As the road workers started cleaning the road with the tractor-mounted compressor around 10.45 a.m., a mandatory exercise to be carried out before applying bitumen – blue metal mixture, the highly hazardous dust flying off the surface entered the school and business establishments situated nearby. While the traders opposed the work in vain, the teachers and the students of the school chose to digest it silently.
“Though we closed the doors and the windows, the dust from the road entered the classrooms through narrow ventilators to cause respiratory problems to all the 100 children, aged between 6 and 13 years, from poor families. Parents of more than 40 children had to take the affected kids to doctors,” said one of the teachers, who informed their correspondent of the problem.

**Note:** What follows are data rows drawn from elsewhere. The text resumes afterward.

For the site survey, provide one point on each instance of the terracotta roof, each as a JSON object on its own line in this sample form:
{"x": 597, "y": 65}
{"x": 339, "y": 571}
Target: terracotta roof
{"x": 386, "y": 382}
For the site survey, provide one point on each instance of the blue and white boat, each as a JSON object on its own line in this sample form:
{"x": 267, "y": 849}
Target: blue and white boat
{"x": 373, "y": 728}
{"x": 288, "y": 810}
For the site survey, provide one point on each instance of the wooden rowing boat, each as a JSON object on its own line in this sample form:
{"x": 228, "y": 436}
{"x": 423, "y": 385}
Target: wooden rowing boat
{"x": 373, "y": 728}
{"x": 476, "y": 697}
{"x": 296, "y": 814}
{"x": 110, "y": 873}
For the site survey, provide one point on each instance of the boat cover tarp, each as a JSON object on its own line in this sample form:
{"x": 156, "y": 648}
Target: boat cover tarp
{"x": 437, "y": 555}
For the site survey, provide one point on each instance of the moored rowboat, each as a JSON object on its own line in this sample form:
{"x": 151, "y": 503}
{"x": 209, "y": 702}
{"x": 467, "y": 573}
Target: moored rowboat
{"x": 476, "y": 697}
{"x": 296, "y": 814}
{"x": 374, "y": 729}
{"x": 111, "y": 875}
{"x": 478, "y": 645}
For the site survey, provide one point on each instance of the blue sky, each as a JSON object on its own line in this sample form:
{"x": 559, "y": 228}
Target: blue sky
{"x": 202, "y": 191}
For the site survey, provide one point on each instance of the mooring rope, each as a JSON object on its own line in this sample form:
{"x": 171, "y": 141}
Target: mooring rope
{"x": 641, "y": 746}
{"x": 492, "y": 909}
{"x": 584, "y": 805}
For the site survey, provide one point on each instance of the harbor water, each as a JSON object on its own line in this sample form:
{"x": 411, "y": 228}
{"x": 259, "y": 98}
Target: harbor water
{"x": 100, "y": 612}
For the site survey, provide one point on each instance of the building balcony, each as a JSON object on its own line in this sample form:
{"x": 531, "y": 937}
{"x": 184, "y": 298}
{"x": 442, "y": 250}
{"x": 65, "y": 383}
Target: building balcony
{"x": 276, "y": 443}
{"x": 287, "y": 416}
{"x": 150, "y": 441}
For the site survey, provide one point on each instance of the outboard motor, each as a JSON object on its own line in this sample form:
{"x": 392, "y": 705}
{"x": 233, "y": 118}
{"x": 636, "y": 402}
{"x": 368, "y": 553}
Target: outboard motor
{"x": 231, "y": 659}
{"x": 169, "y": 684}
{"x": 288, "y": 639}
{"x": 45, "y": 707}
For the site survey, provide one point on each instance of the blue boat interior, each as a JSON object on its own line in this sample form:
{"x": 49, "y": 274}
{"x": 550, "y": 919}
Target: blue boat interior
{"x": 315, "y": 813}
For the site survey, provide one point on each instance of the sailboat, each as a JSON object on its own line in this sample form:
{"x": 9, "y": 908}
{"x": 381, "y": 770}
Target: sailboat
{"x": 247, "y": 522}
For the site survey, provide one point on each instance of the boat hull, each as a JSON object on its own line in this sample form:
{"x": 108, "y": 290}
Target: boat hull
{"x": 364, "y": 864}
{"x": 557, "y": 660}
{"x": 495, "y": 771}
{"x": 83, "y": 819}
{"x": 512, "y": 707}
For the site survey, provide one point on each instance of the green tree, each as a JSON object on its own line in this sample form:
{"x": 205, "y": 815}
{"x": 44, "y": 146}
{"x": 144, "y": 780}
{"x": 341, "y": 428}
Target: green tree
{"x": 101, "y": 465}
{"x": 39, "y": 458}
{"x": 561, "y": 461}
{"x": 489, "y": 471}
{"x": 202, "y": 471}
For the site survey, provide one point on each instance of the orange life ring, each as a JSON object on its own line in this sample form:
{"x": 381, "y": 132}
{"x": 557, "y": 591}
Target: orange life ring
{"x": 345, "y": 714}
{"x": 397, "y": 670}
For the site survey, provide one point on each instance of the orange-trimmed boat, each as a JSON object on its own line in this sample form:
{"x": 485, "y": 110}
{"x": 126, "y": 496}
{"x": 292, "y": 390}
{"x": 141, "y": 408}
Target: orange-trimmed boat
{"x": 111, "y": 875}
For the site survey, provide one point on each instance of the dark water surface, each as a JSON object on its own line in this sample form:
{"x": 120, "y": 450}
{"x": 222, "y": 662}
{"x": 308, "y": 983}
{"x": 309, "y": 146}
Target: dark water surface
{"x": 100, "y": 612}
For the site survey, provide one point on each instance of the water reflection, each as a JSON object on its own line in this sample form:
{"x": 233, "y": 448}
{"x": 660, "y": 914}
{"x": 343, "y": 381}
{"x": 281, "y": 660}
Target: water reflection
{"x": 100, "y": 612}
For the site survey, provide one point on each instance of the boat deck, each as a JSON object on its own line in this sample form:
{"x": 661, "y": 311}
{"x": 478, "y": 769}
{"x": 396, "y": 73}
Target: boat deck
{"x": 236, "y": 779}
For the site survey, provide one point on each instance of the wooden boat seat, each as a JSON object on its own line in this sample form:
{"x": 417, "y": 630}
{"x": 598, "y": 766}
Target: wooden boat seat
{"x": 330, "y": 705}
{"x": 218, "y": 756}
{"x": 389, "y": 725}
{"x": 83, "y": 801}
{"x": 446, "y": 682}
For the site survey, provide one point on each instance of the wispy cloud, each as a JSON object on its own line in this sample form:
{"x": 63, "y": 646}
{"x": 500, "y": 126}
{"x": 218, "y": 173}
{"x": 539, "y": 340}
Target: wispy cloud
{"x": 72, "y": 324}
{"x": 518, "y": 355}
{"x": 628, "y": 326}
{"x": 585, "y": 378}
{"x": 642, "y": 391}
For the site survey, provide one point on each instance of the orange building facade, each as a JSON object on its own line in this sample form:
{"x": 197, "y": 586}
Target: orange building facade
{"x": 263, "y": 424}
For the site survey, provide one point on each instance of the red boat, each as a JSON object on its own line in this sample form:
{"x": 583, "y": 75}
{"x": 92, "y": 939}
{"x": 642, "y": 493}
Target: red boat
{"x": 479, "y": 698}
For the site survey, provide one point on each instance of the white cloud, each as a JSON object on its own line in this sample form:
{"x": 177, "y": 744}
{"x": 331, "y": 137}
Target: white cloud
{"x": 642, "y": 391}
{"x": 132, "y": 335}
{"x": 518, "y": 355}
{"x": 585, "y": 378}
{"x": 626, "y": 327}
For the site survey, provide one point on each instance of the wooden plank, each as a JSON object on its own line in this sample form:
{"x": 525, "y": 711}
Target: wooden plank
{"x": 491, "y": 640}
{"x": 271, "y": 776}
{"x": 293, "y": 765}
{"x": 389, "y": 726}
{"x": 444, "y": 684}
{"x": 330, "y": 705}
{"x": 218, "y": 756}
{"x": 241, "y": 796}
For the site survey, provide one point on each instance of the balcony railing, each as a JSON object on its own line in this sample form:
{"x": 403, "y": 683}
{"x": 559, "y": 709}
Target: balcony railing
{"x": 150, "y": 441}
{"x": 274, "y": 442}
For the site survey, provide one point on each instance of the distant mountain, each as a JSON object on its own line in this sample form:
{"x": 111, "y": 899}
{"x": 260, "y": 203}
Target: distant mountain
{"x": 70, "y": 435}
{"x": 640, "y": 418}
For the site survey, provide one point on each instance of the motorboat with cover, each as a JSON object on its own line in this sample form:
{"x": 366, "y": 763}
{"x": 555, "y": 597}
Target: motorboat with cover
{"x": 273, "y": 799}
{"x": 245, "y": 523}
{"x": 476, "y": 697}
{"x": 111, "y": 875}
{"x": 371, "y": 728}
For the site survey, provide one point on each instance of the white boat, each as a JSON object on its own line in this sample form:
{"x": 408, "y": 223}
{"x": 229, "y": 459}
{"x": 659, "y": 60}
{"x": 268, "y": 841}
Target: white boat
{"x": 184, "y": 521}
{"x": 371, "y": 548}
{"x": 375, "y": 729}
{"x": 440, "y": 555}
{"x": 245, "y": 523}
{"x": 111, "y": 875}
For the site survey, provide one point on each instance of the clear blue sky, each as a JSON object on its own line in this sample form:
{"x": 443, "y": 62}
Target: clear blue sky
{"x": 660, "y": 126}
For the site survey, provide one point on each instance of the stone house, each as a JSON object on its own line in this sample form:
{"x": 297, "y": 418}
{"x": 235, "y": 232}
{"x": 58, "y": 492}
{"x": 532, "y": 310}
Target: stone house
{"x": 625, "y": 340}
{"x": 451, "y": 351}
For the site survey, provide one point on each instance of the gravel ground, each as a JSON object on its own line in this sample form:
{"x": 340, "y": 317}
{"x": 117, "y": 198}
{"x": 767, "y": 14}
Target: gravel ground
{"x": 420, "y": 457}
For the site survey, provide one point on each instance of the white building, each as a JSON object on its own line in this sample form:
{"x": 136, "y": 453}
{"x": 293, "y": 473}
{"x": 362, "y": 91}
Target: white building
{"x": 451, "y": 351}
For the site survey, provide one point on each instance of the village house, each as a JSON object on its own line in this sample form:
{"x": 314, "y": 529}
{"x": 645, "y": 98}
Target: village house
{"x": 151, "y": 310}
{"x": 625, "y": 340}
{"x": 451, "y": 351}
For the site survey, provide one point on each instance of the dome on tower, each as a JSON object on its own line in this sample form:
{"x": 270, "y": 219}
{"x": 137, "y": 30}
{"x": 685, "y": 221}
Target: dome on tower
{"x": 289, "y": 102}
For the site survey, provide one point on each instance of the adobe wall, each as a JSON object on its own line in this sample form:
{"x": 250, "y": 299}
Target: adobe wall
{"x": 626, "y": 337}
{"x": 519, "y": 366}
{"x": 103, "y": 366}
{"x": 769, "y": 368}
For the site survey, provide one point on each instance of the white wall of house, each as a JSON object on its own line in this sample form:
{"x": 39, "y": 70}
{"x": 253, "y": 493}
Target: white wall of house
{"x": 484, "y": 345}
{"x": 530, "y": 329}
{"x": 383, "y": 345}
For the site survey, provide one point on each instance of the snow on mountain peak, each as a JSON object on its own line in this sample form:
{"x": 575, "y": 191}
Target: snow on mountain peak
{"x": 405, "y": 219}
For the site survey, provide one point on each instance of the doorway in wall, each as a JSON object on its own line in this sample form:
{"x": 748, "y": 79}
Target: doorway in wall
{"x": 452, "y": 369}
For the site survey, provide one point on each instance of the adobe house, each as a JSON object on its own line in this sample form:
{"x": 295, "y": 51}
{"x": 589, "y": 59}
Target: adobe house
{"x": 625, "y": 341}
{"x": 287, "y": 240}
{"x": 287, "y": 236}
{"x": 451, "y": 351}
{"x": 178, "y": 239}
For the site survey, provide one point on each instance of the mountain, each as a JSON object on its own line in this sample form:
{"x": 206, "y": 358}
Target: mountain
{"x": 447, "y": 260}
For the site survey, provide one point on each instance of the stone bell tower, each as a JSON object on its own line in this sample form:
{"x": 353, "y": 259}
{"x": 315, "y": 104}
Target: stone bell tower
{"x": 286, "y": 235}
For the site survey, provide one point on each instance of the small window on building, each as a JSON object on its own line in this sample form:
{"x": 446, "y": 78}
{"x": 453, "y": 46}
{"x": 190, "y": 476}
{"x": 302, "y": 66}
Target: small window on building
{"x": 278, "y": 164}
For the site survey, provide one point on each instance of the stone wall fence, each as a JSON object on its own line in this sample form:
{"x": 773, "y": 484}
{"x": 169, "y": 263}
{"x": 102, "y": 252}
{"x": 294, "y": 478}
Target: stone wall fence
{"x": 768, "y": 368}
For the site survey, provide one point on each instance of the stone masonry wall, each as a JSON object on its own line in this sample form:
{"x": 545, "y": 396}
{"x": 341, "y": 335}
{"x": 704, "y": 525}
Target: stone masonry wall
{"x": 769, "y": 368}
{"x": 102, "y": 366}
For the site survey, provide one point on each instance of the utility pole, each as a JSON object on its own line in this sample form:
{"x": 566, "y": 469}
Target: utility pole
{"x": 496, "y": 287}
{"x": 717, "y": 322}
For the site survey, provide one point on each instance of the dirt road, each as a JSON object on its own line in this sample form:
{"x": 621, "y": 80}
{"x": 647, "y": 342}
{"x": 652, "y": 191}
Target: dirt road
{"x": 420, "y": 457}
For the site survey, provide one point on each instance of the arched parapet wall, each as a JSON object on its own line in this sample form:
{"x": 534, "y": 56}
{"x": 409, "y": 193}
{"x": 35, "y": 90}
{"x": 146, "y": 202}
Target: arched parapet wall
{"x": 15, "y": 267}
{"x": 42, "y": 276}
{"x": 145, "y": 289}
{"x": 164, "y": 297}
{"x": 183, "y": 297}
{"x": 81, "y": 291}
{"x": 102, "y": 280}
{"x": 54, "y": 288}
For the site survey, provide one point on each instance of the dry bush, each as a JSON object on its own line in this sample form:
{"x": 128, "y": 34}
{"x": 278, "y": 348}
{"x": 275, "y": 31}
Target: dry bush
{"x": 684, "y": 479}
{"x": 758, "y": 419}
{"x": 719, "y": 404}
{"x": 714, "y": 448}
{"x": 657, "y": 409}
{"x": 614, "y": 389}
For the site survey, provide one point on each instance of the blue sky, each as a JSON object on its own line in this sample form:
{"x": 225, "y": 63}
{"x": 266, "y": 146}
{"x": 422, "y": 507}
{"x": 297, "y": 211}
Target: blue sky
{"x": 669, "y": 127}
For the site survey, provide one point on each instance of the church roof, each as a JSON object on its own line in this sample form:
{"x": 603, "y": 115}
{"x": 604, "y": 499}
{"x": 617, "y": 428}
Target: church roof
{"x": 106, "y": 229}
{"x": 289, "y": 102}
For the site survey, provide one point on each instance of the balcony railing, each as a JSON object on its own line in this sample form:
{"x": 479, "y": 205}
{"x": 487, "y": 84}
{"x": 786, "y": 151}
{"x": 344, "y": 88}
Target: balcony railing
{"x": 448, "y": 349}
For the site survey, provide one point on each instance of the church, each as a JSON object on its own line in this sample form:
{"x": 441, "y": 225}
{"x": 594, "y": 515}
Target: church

Though the surface of the road to be relaid was cleaned on Tuesday, the work was not started till Wednesday evening.
“We welcome relaying of roads as it will ensure safety of road-users. At the same time, the exercise should be done without harming others. Instead of doing it during the day, they could have done it after 10 p.m.,” said a teacher.
Another problem the children face is from the dumper placer lorries being used by the Corporation for collecting garbage.
“Since these lorries are parked near our school, the unbearable stench emanating from these vehicles triggers nausea to the students and the teachers as well. The Corporation officials should instruct the drivers to park the vehicles in the sprawling open space near Centenary Hall or some other place,” another teacher said.
A senior Corporation official said the contractor would be given appropriate instruction so that the road laying exercise would not affect the public. “The garbage collection lorries will also be shifted to some other place,” he said.